Background References
1. Takahashi H et al. A Subtype of Olfactory Bulb Interneurons Is Required for Odor Detection and Discrimination Behaviors. J Neurosci 36:8210-27 (2016).
2. Feng W et al.Isolation and Identification of Prepubertal Buffalo (Bubalus bubalis) Spermatogonial Stem Cells.
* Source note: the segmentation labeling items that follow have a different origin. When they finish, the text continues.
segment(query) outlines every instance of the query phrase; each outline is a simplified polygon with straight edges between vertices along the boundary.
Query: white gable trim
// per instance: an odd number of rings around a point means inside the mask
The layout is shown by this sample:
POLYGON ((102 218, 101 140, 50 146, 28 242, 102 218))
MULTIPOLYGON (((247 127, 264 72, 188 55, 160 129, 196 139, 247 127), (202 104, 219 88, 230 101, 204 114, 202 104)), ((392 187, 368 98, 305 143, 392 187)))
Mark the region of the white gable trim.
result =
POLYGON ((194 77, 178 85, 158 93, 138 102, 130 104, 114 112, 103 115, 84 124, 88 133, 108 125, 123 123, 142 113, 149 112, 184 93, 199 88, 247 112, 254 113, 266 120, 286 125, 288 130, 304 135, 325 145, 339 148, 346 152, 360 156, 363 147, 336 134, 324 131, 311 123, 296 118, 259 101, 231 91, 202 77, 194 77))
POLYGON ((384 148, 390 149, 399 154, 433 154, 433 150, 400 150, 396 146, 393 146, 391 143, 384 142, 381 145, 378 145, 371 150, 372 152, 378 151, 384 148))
Asian-Australas J Anim Sci 29:1407-15 (2016).
Sequence Similarity
Belongs to the peptidase C12 family.
Tissue Specificity
Found in neuronal cell bodies and processes throughout the neocortex (at protein level). Expressed in neurons and cells of the diffuse neuroendocrine system and their tumors. Weakly expressed in ovary. Down-regulated in brains from Parkinson disease and Alzheimer disease patients.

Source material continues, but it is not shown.